Моя видимость увеличивалась с помощью фотографий с разных документов, и я боялся сесть за руль, потому что я знал, что Судьба в курсе и рискует вмешаться.
К счастью, одна светская дама, для которой я раньше немного халтурил, удостоверила, что я полное ничтожество, неспособное написать двух строк, и что настоящим моим автором был Тонтон-Макут. Это было очень приятно, как будто, несмотря ни на что, была какая-то иллюзия отцовства, созданная женской интуицией, что-то вроде черновика свидетельства о рождении с целью алкогольной и психиатрической наследственности. Оставался, конечно, диабет, туберкулез и рак, но за всякое признание отцовства надо платить. Слух распространялся вширь, и я снова впадал в несуществование, у меня было все меньше и меньше личности, которую Судьба могла подцепить на свой крючок. Я был всего лишь подставным лицом. Тонтон-Макут выходил из себя, извергал опровержения, возмущался и клялся, что он тут ни при чем. Он прямо из кожи вон лез, как будто ему было стыдно за то, что я писал, за то, чем я был, это было недостойно его, любой вид отцовства он отвергал.
Я принимал тимергил, но, несмотря на все антидепрессанты, я был неспособен устранить себя, в любом случае я был антифашистом и не признавал за собой право на окончательное решение еврейского вопроса. "Нувель Обсерватер" напечатал половину моей фотографии с вопросительным знаком: "Ажар?". Несмотря на сомнение, у меня все-таки было половинчатое существование, как у всех.
И тогда среди ночи, оглушенный антидепрессантами, я сказал сам себе: а что, если избегать себя до карикатуры. Предать себя самосожжению. Паяцствовать до пародийного опьянения, где не остается ни злобы, ни отчаяния, ни тревоги, а только дальний отголосок насмешки над тщетой всех этих чувств.
Я дождался утра и перезвонил Тонтон-Макуту:
- Скажи-ка.
- Да, да, да, что там еще?
- Не волнуйся, папочка.
- Поль, все, что можно, ты уже извлек из этого "папочки". Переходи на что-нибудь новенькое. Обновляй свой талант.
- Звоню тебе, чтобы сказать, что я ошибся. Я не давал тебе никаких писем с отказом от литературной премии. Да и с чего бы...
- С самого начала я бьюсь как рыба об лед, пытаясь тебе это доказать,
- Не с чего мне было это делать, потому что написал мою вторую книгу ты. Не первую, а вторую. Вот почему она лучше раскупалась. Ты собственноручно ее написал.
Вот тут я почувствовал, что я и вправду смог его удивить.

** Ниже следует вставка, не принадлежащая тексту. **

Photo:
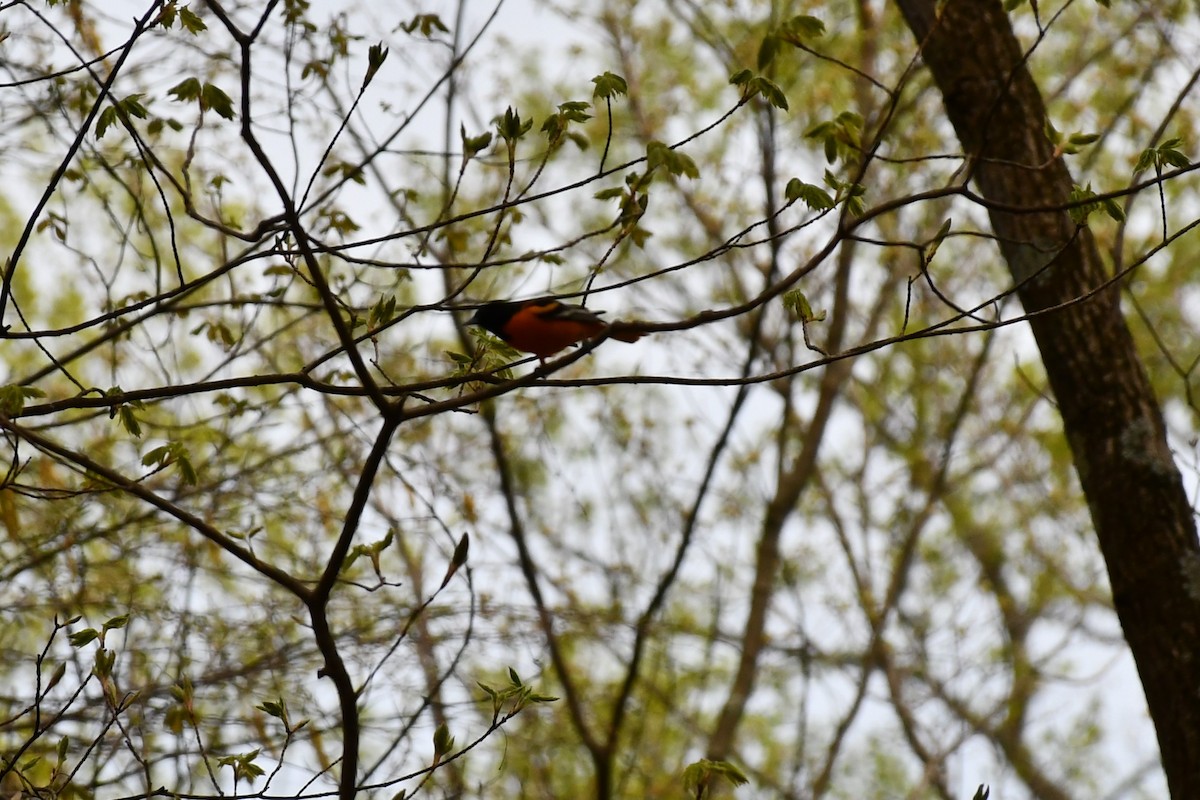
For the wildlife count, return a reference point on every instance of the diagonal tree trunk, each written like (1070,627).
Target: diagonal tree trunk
(1109,411)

- Да что это за новые бредни? Кстати, ты знаешь, как тебя теперь называют в "Капар Аншене"? Маньяк из Каньяк-дю-Косса.
- Ты автор "Жизни". Так говорят в некоторых газетах, и у меня есть черновик, написанный твоей рукой.
- Поль, ну, в общем, Алекс... Я хотел сказать - Эмиль. Хватит. Я тебе не давал никакого черновика, не знаю, о чем ты говоришь.
- В Копенгагене.
- Что в Копенгагене?
- Знак любви.
- Какой знак любви, дерьмо собачье? Это его любимое выражение: дерьмо собачье - он всегда громоздит одно на другое.
- Ты помнишь, когда у меня был приступ отверженности? Когда я чувствовал себя отвергнутым целым миром, и прежде всего тобой?
- Я не обязан помнить все твои приступы. Я не веду летопись.
- Вспомни, в Копенгагене. Ты согласился переписать начало книги своей рукой. В черную тетрадь. В знак любви, в знак признания меня?